Experimental design refers to the way of structuring a study to control those extra variables. A preferred way of doing this is through a randomized control trial (RCT), sometimes referred to as a clinical trial. The RCT is an experimental design in which participants are randomly assigned to different conditions that are thought to affect the outcome variable. To go back to our shoe-math example, we could randomly assign students different size shoes (x) and have them take the math test (y). If our notion that bigger shoes improve math performance holds, then we should still see a strong xy correlation after the random assignment to shoe size. Generally speaking, the mechanism underlying the RCT is an assumption that the other possible variables that may link shoe size to math performance will be randomly distributed across the assigned conditions; and by randomly distributing them we control their effects.

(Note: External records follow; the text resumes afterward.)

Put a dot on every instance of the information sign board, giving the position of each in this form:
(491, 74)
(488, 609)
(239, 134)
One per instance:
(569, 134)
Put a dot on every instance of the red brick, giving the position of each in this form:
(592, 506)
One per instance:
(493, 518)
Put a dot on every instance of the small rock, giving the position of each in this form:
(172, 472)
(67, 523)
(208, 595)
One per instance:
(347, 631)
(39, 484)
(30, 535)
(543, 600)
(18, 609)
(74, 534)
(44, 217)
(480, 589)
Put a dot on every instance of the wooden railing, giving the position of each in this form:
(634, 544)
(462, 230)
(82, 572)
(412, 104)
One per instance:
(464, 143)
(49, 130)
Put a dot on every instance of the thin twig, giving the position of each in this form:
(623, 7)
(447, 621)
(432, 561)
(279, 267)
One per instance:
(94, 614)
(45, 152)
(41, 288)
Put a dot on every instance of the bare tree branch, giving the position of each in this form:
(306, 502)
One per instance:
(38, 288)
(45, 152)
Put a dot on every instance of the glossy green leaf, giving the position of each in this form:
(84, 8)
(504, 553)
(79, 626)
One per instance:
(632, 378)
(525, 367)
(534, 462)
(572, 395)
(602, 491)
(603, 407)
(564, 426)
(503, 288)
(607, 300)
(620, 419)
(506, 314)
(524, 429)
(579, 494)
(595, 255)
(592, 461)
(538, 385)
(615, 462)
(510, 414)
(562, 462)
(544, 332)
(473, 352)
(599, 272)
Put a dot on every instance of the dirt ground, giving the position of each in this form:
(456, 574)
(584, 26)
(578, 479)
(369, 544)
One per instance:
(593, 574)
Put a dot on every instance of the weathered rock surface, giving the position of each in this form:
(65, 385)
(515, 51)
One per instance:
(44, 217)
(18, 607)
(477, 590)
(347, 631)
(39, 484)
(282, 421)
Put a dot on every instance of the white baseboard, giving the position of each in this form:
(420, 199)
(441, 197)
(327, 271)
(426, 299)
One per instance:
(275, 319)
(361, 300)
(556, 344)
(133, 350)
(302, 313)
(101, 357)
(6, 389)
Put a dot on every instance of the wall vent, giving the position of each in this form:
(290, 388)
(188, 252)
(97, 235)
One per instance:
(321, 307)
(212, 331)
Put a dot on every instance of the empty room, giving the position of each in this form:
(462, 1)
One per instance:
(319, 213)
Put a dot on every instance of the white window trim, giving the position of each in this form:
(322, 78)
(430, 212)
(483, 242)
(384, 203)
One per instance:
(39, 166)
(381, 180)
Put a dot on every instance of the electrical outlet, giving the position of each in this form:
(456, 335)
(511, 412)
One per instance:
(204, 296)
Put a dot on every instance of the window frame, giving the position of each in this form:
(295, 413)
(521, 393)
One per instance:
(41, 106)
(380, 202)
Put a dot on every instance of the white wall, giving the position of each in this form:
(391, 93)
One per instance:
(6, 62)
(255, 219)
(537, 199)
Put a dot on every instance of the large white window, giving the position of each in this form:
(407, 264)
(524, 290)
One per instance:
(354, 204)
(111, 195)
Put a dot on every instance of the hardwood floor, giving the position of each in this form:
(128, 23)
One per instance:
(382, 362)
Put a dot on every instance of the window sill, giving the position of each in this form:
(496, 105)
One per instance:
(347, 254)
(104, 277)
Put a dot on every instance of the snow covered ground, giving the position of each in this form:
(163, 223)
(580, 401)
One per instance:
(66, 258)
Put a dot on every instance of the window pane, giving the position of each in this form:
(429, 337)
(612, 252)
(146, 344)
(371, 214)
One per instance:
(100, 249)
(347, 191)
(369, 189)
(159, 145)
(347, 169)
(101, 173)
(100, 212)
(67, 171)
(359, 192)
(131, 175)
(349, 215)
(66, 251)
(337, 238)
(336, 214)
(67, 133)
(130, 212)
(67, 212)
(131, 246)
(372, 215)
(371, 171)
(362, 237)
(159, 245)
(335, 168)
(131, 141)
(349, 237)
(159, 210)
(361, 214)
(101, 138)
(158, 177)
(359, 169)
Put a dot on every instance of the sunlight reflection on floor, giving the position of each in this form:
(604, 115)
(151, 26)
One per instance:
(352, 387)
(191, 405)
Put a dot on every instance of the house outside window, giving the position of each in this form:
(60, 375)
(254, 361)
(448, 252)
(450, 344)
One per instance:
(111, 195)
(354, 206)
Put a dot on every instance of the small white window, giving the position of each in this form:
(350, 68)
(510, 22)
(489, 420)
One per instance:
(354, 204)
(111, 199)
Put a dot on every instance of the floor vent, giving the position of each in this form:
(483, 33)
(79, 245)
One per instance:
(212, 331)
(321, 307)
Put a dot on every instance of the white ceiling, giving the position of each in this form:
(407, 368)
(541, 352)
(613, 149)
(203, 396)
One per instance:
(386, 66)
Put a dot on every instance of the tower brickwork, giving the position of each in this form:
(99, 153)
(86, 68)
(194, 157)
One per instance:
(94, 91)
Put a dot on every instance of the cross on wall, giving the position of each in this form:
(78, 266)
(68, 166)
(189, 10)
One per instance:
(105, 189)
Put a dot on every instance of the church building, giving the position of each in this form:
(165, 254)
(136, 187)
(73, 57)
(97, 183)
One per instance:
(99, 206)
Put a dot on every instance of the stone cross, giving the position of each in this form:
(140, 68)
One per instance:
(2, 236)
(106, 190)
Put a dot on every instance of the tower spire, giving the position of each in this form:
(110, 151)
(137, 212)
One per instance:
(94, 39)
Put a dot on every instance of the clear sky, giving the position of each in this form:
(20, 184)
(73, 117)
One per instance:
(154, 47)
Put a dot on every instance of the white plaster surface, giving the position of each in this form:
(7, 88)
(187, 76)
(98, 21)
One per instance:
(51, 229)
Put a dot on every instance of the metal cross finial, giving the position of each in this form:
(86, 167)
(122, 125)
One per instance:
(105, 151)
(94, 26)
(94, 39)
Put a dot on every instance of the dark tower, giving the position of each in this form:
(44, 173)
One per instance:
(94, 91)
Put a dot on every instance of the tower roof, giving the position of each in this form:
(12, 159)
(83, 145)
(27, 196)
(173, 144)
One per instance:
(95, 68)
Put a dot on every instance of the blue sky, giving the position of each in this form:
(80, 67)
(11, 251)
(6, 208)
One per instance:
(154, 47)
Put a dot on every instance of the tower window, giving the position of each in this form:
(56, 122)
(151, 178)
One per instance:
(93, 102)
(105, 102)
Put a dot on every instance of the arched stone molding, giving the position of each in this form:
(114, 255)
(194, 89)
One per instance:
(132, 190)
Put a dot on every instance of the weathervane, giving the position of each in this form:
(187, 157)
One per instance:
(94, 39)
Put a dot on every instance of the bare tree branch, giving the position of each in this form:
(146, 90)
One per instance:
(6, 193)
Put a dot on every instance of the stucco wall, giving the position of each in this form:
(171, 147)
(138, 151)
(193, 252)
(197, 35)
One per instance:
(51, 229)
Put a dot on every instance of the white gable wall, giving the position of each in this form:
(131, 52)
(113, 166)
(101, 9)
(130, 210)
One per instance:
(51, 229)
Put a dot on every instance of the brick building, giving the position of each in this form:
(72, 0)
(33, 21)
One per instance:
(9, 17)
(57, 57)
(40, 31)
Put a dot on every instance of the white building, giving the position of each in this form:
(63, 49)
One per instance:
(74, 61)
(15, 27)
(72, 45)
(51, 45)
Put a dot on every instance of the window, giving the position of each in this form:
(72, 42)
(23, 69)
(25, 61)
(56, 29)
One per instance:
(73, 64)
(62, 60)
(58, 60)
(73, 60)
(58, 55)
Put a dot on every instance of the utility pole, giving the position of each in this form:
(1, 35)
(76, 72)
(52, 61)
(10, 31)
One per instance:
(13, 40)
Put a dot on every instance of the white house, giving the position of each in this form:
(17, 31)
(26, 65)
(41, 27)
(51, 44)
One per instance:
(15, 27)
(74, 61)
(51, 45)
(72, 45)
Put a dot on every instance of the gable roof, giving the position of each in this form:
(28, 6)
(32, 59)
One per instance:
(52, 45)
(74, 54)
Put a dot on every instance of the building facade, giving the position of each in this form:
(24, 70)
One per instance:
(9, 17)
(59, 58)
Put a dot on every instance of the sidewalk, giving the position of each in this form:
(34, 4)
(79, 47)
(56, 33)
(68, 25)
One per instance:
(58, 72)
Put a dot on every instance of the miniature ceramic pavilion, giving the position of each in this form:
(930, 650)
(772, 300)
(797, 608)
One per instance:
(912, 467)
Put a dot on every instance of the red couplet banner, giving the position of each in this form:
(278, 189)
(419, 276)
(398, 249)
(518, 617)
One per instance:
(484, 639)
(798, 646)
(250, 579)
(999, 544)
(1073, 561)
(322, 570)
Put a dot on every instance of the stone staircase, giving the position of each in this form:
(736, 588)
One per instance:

Statistical control is a way of mathematically isolating the measured effects of the other variables so we can just look at the relationship between our variables of interest. This technique is often used when an experimental design isn't possible, and involves developing a statistical model that includes many of the other possible variables that may affect the outcome variable. A regression analysis is commonly used for this purpose. To go back to our shoe-math example, we would include measurements from all the variables we believe may link shoe size to math performance within the regression analysis. When included in our statistical model, we're able to parse out their influence and see how much association remains between our primary variables (e.g., variables x and y) after doing so. Recall that we began with a correlation of r(xy)=.74, a number that shows a strong association between variables x and y.